Economix Prima

Alimentare: bravi produttori, cattivi venditori

Il cibo?

“E’ il primo settore economico del paese, vale più del doppio del sistema moda, due volte e mezzo la produzione di automobili e mezzi di trasporto, più di tre volte la produzione di mobili e oggetti di design” (L’impresa, Gruppo 24ore 11/2014)

E in Basilicata? Quali sono i numeri della Basilicata?

In Basilicata ci sono 793 imprese (Istat 2011) classificate come industrie alimentari, che rappresentano il 25,7% delle imprese manifatturiere e il 2,26% delle imprese presenti in regione. A queste si aggiungono le 36 industrie delle bevande, ossia le imprese che producono vino, birra e acqua minerale (Istat 2011). Occupano circa il 4% degli addetti totali e il 16% degli addetti del manifatturiero. L’84% delle imprese ha fino a 5 addetti.

Eppure sembra non avere attribuita dai lucani la giusta importanza, rimane relegato ad un fenomeno quasi folkloristico, rispetto ad altri settori cui si attribuisce una maggiore “serietà” come l’Automotive e l’Energia.

E le imprese cosa pensano? Ad ascoltare le imprese, si ha l’impressione che siano personaggi in cerca d’autore. Si muovono nel tentativo di trovare un’identità, parlano di IGP, auspicano la presenza di soggetti coordinatori, sorta di deus ex machina, che possano indirizzare le azioni di tutti, magari imitando e copiando cosa fanno le altre regioni, parlano del solito Marchio Made in Basilicata, nel tentativo di attribuire al proprio prodotto una differenziazione e una riconoscibilità che apra magicamente tutti i mercati. Oppure c’è chi vive il problema degli scarti di lavorazione e quindi auspica la collaborazione con l’Università per ridurre i costi.

La verità è che nella maggior parte dei casi le aziende lucane sono più brave a produrre che a vendere. Il bisogno che esprimono al di là delle parole è il desiderio di trovare una strada per migliorare le vendite e ridurre i costi.

Le imprese lucane devono imparare a vendere, devono cominciare ad uscire dal mercato regionale o nazionale.
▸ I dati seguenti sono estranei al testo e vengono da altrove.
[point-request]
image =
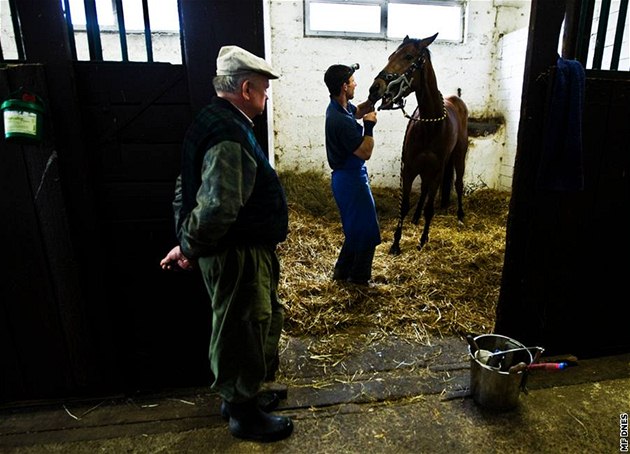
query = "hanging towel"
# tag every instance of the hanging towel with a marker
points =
(560, 167)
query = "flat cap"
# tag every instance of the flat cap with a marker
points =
(234, 60)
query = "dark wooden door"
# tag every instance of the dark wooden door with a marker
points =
(566, 261)
(135, 116)
(84, 306)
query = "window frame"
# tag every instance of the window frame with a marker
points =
(384, 4)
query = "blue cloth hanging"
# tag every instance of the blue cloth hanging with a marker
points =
(561, 166)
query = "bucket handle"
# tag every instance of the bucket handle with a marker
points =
(538, 353)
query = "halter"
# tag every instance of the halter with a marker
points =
(401, 83)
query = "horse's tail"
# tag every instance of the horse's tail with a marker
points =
(447, 183)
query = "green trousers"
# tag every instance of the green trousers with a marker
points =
(247, 318)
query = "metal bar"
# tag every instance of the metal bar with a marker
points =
(571, 24)
(584, 31)
(17, 30)
(122, 31)
(93, 31)
(70, 28)
(600, 41)
(147, 30)
(621, 24)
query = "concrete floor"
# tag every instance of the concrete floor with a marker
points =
(389, 396)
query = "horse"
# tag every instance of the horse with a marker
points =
(436, 138)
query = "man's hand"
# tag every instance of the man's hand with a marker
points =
(175, 259)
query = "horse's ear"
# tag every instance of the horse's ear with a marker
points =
(429, 40)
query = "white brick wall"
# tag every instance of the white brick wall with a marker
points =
(511, 64)
(300, 96)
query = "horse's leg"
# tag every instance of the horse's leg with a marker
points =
(429, 209)
(447, 182)
(405, 189)
(459, 162)
(421, 200)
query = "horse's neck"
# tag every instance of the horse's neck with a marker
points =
(430, 102)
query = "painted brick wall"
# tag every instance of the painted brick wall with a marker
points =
(300, 97)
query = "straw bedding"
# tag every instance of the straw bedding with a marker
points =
(449, 288)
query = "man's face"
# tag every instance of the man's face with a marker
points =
(258, 87)
(349, 87)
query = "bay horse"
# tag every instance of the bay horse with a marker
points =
(436, 138)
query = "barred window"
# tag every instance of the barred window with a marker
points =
(384, 18)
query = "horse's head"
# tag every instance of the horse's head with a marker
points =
(402, 74)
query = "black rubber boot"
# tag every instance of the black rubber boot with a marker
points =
(267, 401)
(249, 422)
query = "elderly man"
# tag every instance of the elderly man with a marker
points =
(230, 213)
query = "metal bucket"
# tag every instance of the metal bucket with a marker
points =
(491, 384)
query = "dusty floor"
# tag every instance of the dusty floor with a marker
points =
(391, 395)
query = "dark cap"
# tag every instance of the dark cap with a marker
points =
(337, 75)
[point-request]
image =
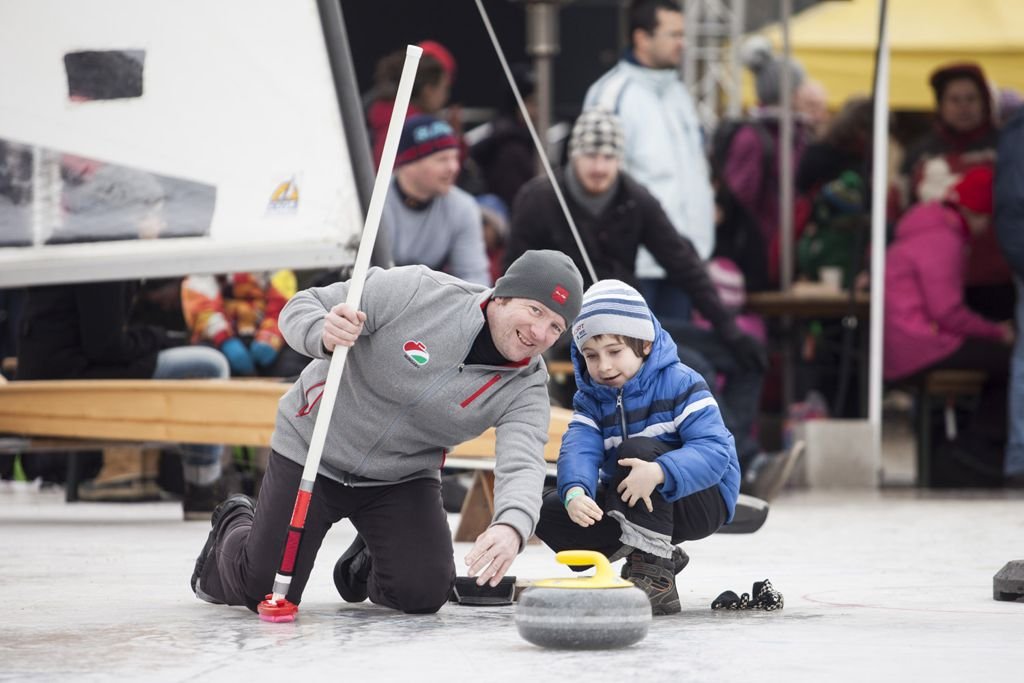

All’estero c’è un mercato per il made in Italy. Cosa vogliono i consumatori internazionali? E ‘ questo che bisogna chiedersi. Pensiamo davvero che il solo fatto di aver prodotto in Basilicata possa determinare un’attrazione verso il nostro prodotto? Farà vendere di più la presenza sulle confezioni di un marchio  “fatto in Basilicata”? Sarà pertanto utile investire in un nuovo marchio territoriale?

Sono anni che si dicono le stesse cose e si sono fatti già tentativi di marchi aggreganti con scarso successo. Al pari di scarso successo la creazione per legge dei distretti. Al di là dei soliti discorsi, che risultati hanno portato? Eppure sembra che tutto l’interesse delle imprese sia concentrato sull’ottenere questo prezioso status.

L’elemento territoriale può essere recuperato per le attività a dimensione locale per natura, come ristoranti, agriturismi che, valorizzando le produzione locali tipiche, possono essere inserite in percorsi eno-gastronomici e quindi il food si aggiunge e completa le attrattive turistiche della regione.

Quali sono le tendenze dell’industria agroalimentare? Leggendo le linee guida per la definizione della strategia che accompagnerà la proposta del POR FESR da presentare alla comunità europea, si ottiene la traiettoria dell’Ama il tuo prossimo come te stesso! Ossia ama te stesso e ama il tuo prossimo. La direzione verso cui sta andando l’agroalimentare, le previsioni per i prossimi cinque anni sarà:

– un cibo che fa bene. Un cibo sano, di qualità, senza additivi chimici, per soggetti con intolleranze, biologici;

– un cibo che non danneggia l’ambiente, che lo rispetta, che ricicla, che riutilizza.

L’agroalimentare lucano deve andare in questa direzione. Il cibo lucano è un cibo sano, che per vendere deve imparare a esaltare questi elementi. L’esigenza o problematica degli scarti di lavorazione espressa dalle impresa lucane è l’altra direzione verso cui andare. L’impresa lucana deve trovare l’accesso alle nuove tecnologie per ridurre gli sprechi.

Cosa ostacola il raggiungimento di questi obiettivi? La piccola dimensione, le aziende devono mettersi insieme.

A questo punto l’intervento pubblico deve fare un passo avanti, deve vincere la resistenza delle stesse imprese, la riluttanza a mettersi insieme.